Thursday, July 20, 2023

The Unbearable Weight of Massive Talent Movie Review

The Unbearable Weight of Massive Talent (2022)

Rent The Unbearable Weight of Massive Talent on Amazon Video (paid link)
Written by: Tom Gormican & Kevin Etten
Directed by: Tom Gormican
Starring: Nicolas Cage, Pedro Pascal, Tiffany Haddish, Neil Patrick Harris, Demi Moore
Rated: R
Watch the trailer

Plot
Movie star Nick Cage is channeling his iconic characters as he's caught between a super fan and a CIA agent.

Verdict
It's an intriguing concept that wants to capitalize on the zaniness of Cage, but it doesn't quite deliver. It has its moments, but I was expecting more. There's plenty of references to Cage's movies, and I'm sure I missed many, but a movie about Cage doesn't give him as much space to do his thing and lean into his movie persona.
It depends.

Review
I wondered if this concept was going to be that Nicolas Cage is as crazy in life as he seems in his movies. The Cage in this movie isn't all that crazy. He's the more normal one between him and Javi (Pedro Pascal), a man that hires him to appear at his birthday party. Cage takes the birthday gig after failing to get a lead role and considering retirement.
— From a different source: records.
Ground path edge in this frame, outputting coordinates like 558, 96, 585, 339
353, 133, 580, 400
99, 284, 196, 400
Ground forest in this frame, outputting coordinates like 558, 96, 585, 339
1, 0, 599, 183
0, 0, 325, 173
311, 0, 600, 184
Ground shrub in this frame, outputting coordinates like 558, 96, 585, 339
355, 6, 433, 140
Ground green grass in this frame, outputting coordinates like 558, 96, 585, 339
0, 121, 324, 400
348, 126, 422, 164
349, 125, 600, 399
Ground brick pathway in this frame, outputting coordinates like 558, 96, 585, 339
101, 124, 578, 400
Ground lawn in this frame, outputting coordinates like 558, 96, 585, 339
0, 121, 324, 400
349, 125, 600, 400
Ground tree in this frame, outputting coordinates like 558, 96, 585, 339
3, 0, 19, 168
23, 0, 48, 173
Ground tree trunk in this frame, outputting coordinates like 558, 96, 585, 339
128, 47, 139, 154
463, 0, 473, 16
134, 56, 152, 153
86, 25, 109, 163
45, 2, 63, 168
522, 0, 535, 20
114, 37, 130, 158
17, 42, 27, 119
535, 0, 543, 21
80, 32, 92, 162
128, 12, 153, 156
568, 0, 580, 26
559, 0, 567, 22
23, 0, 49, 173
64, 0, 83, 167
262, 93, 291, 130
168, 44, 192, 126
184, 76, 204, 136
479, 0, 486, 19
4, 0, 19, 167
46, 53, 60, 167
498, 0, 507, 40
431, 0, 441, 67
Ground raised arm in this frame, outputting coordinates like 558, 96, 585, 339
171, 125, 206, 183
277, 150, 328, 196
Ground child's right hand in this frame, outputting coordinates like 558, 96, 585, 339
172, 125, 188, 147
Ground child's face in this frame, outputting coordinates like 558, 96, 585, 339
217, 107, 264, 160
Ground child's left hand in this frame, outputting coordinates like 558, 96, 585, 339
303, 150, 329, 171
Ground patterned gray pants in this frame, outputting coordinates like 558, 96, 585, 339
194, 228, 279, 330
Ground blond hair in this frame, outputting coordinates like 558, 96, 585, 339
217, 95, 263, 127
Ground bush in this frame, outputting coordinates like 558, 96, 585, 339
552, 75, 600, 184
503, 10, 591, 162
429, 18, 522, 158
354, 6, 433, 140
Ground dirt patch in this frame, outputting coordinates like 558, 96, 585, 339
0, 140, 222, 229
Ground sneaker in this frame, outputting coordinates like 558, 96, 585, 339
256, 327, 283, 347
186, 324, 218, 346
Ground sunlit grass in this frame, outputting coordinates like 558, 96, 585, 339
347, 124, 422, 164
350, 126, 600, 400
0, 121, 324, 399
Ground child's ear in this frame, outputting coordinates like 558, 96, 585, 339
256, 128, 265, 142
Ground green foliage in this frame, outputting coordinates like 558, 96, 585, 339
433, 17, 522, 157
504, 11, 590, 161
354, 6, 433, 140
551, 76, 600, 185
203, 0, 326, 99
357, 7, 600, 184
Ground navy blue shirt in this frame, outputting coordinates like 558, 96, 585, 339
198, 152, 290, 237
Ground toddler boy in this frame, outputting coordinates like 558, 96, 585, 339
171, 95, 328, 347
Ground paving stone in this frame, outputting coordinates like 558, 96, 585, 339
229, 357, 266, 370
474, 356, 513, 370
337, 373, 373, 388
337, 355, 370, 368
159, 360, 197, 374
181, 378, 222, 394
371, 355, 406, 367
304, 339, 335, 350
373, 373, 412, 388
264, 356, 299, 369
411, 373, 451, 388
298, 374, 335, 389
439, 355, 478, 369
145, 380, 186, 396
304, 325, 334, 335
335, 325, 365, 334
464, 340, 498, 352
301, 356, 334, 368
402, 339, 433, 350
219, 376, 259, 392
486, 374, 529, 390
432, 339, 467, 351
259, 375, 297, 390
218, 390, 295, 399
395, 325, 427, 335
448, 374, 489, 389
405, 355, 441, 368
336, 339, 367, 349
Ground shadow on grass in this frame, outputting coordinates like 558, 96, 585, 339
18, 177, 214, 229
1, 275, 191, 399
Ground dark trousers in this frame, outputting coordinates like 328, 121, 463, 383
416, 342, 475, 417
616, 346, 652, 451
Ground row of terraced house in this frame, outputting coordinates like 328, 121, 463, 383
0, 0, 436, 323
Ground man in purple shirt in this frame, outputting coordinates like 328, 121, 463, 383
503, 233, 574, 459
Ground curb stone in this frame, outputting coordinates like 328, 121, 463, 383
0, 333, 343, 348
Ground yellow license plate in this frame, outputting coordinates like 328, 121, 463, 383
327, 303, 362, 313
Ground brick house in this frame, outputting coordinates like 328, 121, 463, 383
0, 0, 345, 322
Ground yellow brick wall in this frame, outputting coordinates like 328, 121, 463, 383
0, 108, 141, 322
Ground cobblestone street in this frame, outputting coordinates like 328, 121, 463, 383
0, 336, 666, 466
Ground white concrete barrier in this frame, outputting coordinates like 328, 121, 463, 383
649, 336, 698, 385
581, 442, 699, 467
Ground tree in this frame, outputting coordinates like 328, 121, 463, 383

Nicolas Cage plays Nick Cage

He fails to get the role despite reading lines for the director. This scene is fun as it portrays Cage as kind of wild, but the rest of the movie fails to capture that. While this is inspired by Cage's life,  mentioning how he never stops working, it does take liberties with his family dynamic. Cage has visions of himself, a chance for exposition.

Pedro Pascal plays Javi

Many characters refer to Cage by his movies, and his movies appear on every television seen in this film. This has fun with the starstruck Javi, and Pascal does a great job in the role. A running gag is Javi's script in which he wants Cage to star. I hoped the movie would do more with that, a chance for something over the top. While they have a few fun scenes, I thought this would have much more energy. There is a LSD fueled adventure that's quite ridiculous, and Cage criticizing Paddington 2 only to later declare, "that was incredible" through tears.

The CIA recruits Cage to find evidence that Javi is a drug dealer, and throughout the movie you keep expecting that revelation only for it to be something benign at every turn. This has fun with movie tropes, but it's never as wild as Cage's most fun movies. This has a few fun scenes, but it doesn't sustain that energy throughout.